Hi all,
I have set Settings → Account Security → Vault timeout to 500 hours. And yet I get locked out every few hours and certainly after every restart (Windows 11, Brave addon). I find no other setting to this avail. What am I doing wrong?
Do I need to set Lock to Never? (I’d rather avoid that)
… logged out – or locked?
Is your vault timeout action set to “Lock” or “Log out”?
Aside from what @Nail1684 is asking, the browser extension intentionally asks for a password (at least to unlock) every time the browser restarts. The solution to this is to avoid shutting down the browser unless you log off or shut down the machine. Upon restart, you’ll have to supply a password. There are other workarounds, but you may or may not like them.
As the others have pointed out, you have not provided sufficient unambiguous information for your problem to be diagnosed.
However, based on an educated guess about what the issue is, I am providing the following recommendations. Please go to Settings > Account Security in your browser extension, and make the following changes:
With the above configuration, you will still need to enter your “PIN” whenever you restart your browser. This setup is slightly more secure than setting the vault timeout to “Never”, but you vault data will be at risk when an attacker gains access to your device (just like with the “Never” option), if that attacker can guess your PIN in an off-line brute-force attack (with no rate-limiting or maximum number of attempts).

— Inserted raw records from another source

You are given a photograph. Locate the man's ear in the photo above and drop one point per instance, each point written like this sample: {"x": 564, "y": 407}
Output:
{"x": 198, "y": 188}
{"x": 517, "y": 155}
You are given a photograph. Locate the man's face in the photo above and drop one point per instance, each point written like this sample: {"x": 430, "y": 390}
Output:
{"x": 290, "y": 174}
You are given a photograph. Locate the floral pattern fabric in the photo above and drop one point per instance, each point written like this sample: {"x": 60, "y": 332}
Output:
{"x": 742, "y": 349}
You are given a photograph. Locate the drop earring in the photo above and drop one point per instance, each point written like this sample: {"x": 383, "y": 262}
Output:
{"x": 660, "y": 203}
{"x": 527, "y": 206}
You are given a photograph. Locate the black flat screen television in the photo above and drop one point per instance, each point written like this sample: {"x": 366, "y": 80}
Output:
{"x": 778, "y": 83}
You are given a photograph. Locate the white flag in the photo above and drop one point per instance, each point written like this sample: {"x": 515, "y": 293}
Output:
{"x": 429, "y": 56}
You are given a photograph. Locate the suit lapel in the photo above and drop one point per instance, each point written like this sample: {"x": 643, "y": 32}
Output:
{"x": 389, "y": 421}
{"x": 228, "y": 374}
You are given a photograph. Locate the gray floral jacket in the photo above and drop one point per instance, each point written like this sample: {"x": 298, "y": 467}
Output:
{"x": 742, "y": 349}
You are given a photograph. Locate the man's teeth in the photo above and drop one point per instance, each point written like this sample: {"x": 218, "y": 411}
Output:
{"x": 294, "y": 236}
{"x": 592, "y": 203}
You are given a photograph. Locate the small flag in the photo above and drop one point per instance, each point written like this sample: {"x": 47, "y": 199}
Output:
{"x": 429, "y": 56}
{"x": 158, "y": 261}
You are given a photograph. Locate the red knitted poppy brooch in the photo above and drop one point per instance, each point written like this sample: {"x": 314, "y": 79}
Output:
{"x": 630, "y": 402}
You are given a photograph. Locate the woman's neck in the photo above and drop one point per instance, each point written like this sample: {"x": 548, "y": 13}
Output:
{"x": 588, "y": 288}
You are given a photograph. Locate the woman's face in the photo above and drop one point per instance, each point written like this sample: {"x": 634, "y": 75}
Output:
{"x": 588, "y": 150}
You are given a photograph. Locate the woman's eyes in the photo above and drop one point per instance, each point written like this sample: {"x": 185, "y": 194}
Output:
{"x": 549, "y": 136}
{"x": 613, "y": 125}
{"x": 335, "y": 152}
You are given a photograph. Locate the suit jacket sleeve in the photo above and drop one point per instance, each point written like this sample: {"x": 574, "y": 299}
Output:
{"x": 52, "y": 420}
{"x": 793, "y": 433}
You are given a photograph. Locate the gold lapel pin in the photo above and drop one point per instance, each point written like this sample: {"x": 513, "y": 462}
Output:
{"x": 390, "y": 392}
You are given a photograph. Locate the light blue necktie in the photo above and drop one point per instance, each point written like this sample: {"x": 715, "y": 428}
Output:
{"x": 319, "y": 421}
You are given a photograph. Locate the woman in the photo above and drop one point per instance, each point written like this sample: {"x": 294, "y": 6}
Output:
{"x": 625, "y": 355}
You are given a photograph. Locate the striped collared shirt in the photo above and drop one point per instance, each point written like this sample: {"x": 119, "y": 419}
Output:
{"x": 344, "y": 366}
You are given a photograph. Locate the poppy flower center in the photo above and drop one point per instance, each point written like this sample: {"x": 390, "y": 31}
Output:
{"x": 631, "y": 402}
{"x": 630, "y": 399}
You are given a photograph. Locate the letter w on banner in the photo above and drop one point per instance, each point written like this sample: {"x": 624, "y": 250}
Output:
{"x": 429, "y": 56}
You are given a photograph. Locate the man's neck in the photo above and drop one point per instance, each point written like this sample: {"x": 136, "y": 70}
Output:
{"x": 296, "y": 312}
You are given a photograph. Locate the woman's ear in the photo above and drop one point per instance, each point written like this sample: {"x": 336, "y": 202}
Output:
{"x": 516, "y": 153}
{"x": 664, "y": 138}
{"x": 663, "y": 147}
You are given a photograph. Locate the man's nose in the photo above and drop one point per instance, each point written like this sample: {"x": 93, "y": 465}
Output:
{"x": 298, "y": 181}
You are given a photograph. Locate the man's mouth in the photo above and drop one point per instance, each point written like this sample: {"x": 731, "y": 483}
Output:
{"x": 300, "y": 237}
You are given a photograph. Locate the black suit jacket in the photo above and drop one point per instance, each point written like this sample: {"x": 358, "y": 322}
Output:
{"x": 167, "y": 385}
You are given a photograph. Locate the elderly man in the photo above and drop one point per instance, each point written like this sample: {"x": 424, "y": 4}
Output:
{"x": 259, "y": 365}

Yes lock, not log. I wonder if I’m the only one getting confused by this choice of naming.
Anyway, I do not wish to do ANYTHING additionally every day I start my computer. What do I need to set to achieve this, or should it really be impossible?
A PIN would defy the point of a lengthy password, at least in my use case.
Aha. And no, you’re not the only one - there even is a dedicated Help Site to the difference of logging in and unlocking: Understand Log In vs. Unlock | Bitwarden
But now just for clarification: does your extension get locked of it’s own every few minutes now (like the title states) - or is it more like your extension gets locked when you close the browser every few hours? (the latter would be expected, the former not)
And not a solution for now and a bit unclear when we will get it, but using passkey unlock (and log in) will come to the (Chromium) browser extensions and that might be both convenient and without concessions regarding security.
PS: I slightly adjusted the title to make more clear you’re talking about “locking” - and not logging out.
Then you would have to set the Timeout to “Never”. And make sure that your computer has extremely strong defenses against unauthorized physical access and malware infection.
It may be helpful if you describe your use-case and your threat model.